29    Fermez les débits de boissons, toutes les maisons mal famées. Enlevez les cigarettes du comptoir. N’autorisez plus la vente du whisky. Prouvez à Dieu que nous sommes désolés de nous-mêmes. Fermez les boîtes de nuit. Mettez-vous à genoux et mettez-vous à prier. C’est la façon de commencer un réveil. C’est vrai. C’est vrai. Réfléchissez là-dessus.
    Voyez tous les efforts que vous fournissez, ils sont tous vains. Tout est vain à moins que vous prouviez réellement à Dieu que vous êtes sincères là-dessus. C’est ça. Il en va de même pour votre guérison.

30    Vous pouvez bien passer dans cette ligne de prière, passer dans une autre ligne de prière, toucher celui-ci, toucher celui-là, en disant que ceci est… jusqu’à ce que vous vous mettiez à genoux et que vous prouviez à Dieu que vous êtes sincère, que vous brûlez les ponts derrière vous, et que vous disiez: «Me voici, Seigneur.» Alors quelque chose va avoir lieu.
    C’est pareil pour le Saint-Esprit. Vous dites: «Je cherche le Saint-Esprit depuis des années.» Je ne vous réprimande pas. Soit que vous avez été mal enseigné, soit qu’il y a quelque chose qui ne marche pas, soit que vous ne comprenez pas.

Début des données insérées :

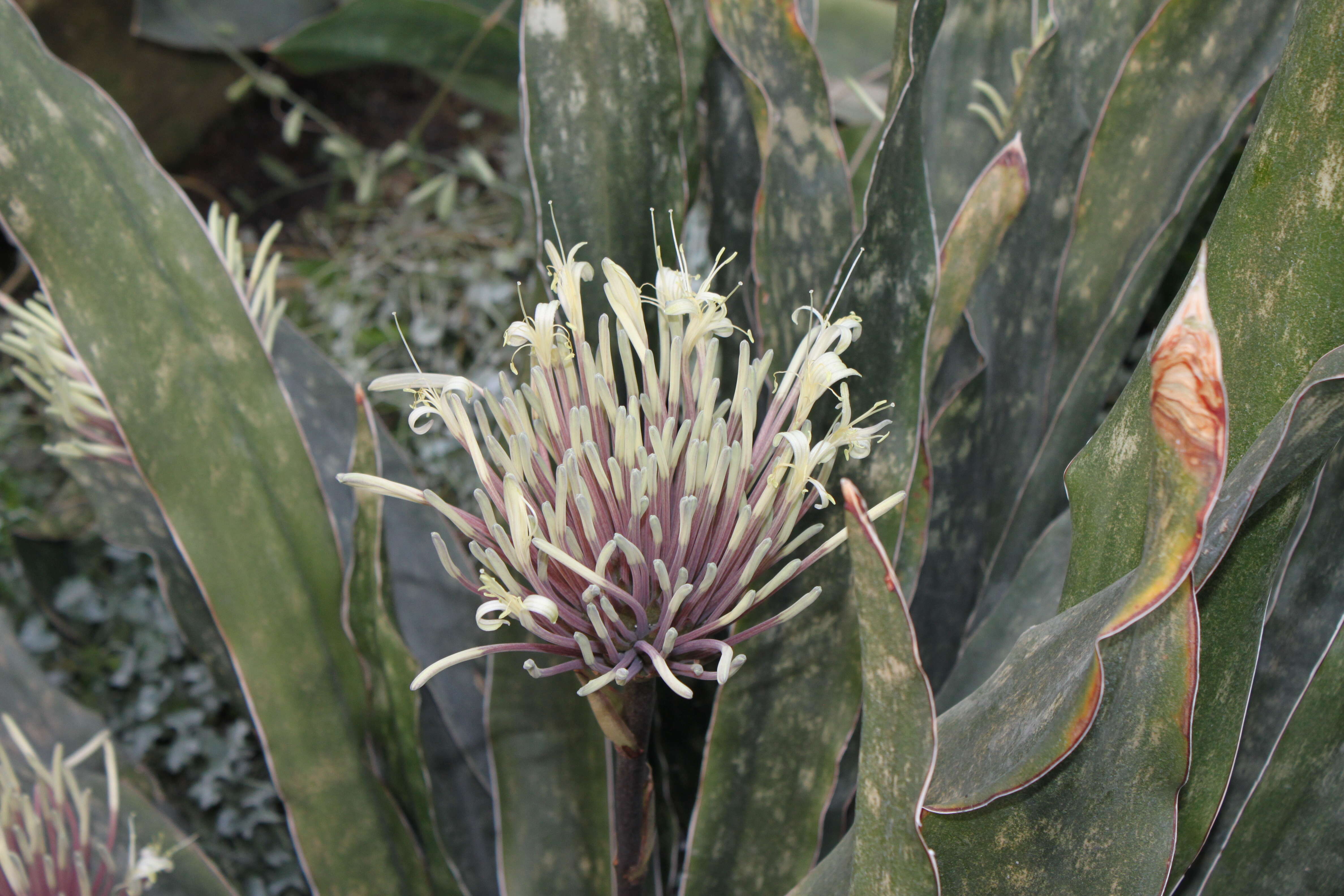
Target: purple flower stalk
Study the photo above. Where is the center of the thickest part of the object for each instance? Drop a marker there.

31    Dieu est obligé envers Sa Parole. Pierre a dit le jour de la Pentecôte: «Repentez-vous et que chacun de vous soit baptisé au Nom de Jésus-Christ pour le pardon de vos péchés, et vous recevrez le don du Saint-Esprit.» C’est cela l’Écriture, tout aussi claire que je sais La lire. Si vous vous êtes repenti et que vous ayez été baptisé, alors Dieu est obligé, (si votre foi en Dieu est correcte) de donner le Saint-Esprit à la minute où vous obéissez à Sa Parole. Croyez cela. Dieu vous le confirmera. Si votre cœur est vraiment en ordre devant Dieu, et que vous ayez été enseigné correctement, et que vous croyiez cela, et que vous vous en approchiez avec assurance, quelque chose va avoir lieu, car Dieu désire vous donner le Saint-Esprit plus que vous ne désirez L’accepter.

32    Maintenant, allons juste un peu plus loin avec cela. Et alors, quand Moïse est parti et qu’il a parlé à Dieu… Il a dit: «Ô Dieu, que faire à ce sujet?» Observez le Saint-Esprit, rapidement. Il a dit: «Va faire un serpent d’airain et mets-le sur une perche, et élève-le au milieu d’Israël. Et il arrivera que quiconque regardera ce serpent, en croyant, sera guéri de toutes ses maladies.»

33    Bon, la première chose, l’airain, et la perche, le serpent constitué de cela, il est formé et tout – parlaient de Jésus-Christ. Jésus, parlant à Nicodème, a dit: «Comme Moïse a élevé le serpent d’airain dans le désert, il faut de même que le Fils de l’homme soit élevé dans le même but.» Maintenant, quelle était la première chose qu’ils avaient faite? La première chose que les gens avaient faite, c’était qu’ils s’étaient disputés avec Dieu. Ils avaient péché. C’est la raison pour laquelle les serpents les avaient mordus; et la sagesse des médecins égyptiens, qu’ils avaient, ne pouvaient pas les guérir de la morsure d’un serpent, parce qu’il s’agissait d’une chose venant de Dieu. Ainsi donc, Dieu savait que s’Il pouvait ôter le péché, Il se serait débarrassé de la maladie. Aussi a-t-Il fait le serpent.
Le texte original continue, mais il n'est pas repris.